Figure 5. Elimination of MST1/MST2-Catalyzed MOBKL1A/MOBKL1B Phosphorylation Accelerates U2OS Cell Proliferation

(A) Doxycycline-induced replacement of endogenous MOBKL1A/MOBKL1B with recombinant MOBKL1A wild-type or MOBKL1A (Thr12/35Ala) is shown. U2OS cells described in Figures 3C and 3D were treated with doxycycline for 5 days and then replated at an appropriate density. Unimpeded mitotic cells were collected as in Figure 4D. Note in the experiment illustrated on the left that the mitotic phosphorylation of the endogenous MOBKL1A/MOBKL1B polypeptides is greatly reduced after doxycycline induction, whereas the doxycycline-induced recombinant, overexpressed wild-type MOBKL1A is heavily phosphorylated in mitosis. In the experiment illustrated on the right, endogenous MOBKL1A/MOBKL1B polypeptides and phosphorylation also are abolished. The Thr35P immunoreactivity of the MOBKL1A (Thr12/35Ala) is indistinguishable in the cycling and shaken-off cells; this signal probably reflects the very minor nonphosphospecific immunoreactivity of this antibody, uncovered by the marked overexpression of recombinant MOBKL1A (Thr12/35Ala). (B) Elimination of MST1/MST2-catalyzed MOBKL1A/MOBKL1B phosphorylation accelerates U2OS cell proliferation. The doxycycline induction and the replating was carried out exactly as described in (A). The cell counts at each day after replating are shown. The error bars represent the SEM. On the right, the differences between Dox⁻ and Dox⁺ on days 3–6 are all significant at p < 0.01.
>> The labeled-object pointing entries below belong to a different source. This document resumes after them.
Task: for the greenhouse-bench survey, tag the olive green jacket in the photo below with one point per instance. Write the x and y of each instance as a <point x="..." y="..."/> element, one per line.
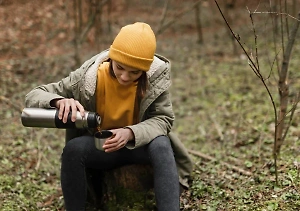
<point x="156" y="113"/>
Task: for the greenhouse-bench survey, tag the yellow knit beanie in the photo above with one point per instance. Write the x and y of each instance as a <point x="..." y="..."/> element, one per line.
<point x="134" y="46"/>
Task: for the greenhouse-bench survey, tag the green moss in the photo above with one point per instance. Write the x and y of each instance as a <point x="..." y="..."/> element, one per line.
<point x="128" y="200"/>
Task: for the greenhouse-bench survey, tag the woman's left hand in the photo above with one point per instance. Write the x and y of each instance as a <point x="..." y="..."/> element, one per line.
<point x="118" y="140"/>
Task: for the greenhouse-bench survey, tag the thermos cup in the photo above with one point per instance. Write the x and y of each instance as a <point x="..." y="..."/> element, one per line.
<point x="48" y="118"/>
<point x="100" y="138"/>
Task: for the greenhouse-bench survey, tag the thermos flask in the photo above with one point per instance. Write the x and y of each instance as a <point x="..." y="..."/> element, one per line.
<point x="48" y="118"/>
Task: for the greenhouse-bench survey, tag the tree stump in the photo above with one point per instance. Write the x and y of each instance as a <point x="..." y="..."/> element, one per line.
<point x="126" y="188"/>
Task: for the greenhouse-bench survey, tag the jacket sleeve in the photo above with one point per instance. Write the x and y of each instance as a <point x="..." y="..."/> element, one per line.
<point x="158" y="121"/>
<point x="41" y="96"/>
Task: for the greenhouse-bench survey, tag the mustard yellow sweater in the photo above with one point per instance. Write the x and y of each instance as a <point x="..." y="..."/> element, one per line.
<point x="114" y="102"/>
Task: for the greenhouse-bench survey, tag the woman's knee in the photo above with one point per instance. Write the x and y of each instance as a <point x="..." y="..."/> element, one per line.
<point x="160" y="144"/>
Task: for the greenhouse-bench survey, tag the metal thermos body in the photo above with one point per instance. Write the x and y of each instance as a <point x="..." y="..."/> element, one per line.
<point x="48" y="118"/>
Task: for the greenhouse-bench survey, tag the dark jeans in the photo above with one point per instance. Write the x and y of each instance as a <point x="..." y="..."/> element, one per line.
<point x="81" y="153"/>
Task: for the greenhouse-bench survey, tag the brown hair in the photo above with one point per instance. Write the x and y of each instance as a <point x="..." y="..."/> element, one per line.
<point x="141" y="89"/>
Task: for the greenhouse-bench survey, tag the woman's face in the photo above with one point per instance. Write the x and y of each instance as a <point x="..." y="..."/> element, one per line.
<point x="125" y="75"/>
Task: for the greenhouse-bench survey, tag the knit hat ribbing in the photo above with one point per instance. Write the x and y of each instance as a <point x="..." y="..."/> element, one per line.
<point x="134" y="46"/>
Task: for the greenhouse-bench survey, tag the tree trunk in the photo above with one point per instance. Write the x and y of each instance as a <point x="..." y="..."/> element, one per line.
<point x="125" y="188"/>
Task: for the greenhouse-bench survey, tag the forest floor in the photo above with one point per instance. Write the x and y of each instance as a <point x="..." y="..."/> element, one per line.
<point x="224" y="115"/>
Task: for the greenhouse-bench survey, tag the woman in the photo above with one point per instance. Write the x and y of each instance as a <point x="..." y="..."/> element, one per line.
<point x="127" y="85"/>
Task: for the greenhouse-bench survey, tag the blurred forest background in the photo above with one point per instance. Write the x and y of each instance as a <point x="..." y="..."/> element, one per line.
<point x="228" y="109"/>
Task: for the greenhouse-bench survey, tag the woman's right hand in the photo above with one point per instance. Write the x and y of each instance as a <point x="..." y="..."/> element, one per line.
<point x="66" y="105"/>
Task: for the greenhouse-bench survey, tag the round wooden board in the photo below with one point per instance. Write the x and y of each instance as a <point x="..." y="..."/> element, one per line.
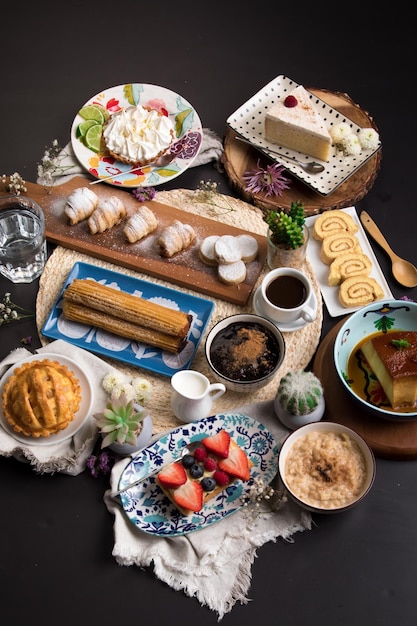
<point x="238" y="158"/>
<point x="391" y="440"/>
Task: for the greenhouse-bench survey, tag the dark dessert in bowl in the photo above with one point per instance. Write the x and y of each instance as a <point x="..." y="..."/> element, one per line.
<point x="244" y="351"/>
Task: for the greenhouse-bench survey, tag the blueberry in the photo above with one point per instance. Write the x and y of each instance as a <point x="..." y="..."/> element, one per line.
<point x="188" y="460"/>
<point x="208" y="483"/>
<point x="196" y="470"/>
Figure 6. Elimination of MOBKL1A Phosphorylation Accelerates Progression through G1/S and Mitotic Exit

(A and B) Elimination of MOBKL1A phosphorylation accelerates progression through G1/S. The U2OS cells were treated with doxycycline and replated exactly as described in Figure 5A. (A) Three days after replating, aliquots of the cells were subjected to DNA content analysis by FACS. Note that when growing exponentially in the absence of nocodazole, neither cell line shows significant effects of doxycycline on cell-cycle distribution. (B) A parallel set of cells were treated with nocodazole, harvested 24 hr later, and analyzed for DNA content by FACS. Note that replacement with MOBKL1A (Thr12/35Ala) is accompanied by fewer cells in G1 and more in G2/M. (C and D) Elimination of MOBKL1A phosphorylation accelerates exit from mitosis into G1. Doxycycline, replating, and nocodazole treatments were performed as in (A) and (B). Cells arrested in mitosis (4N) were then collected by shake-off. A portion of mitotic cells were washed free of nocodazole and replated. The cells expressing MOBKL1A wild-type (C) were harvested 2 hr after replating, whereas the cells expressing MOBKL1A (Thr12/35Ala) (D) were harvested 3.5 hr after replating. Cells are analyzed by FACS (lower FACS scans) The fraction of replated cells exhibiting 2N DNA content is shown below the FACS scans and reflects the fraction of cells exiting mitosis into G1. Note that replacement of endogenous MOBKL1A/MOBKL1B with recombinant MOBKL1A wild-type diminishes the fraction of cells exiting M, whereas replacement with MOBKL1A (Thr12/35Ala) increases the fraction of cells exiting M into G1.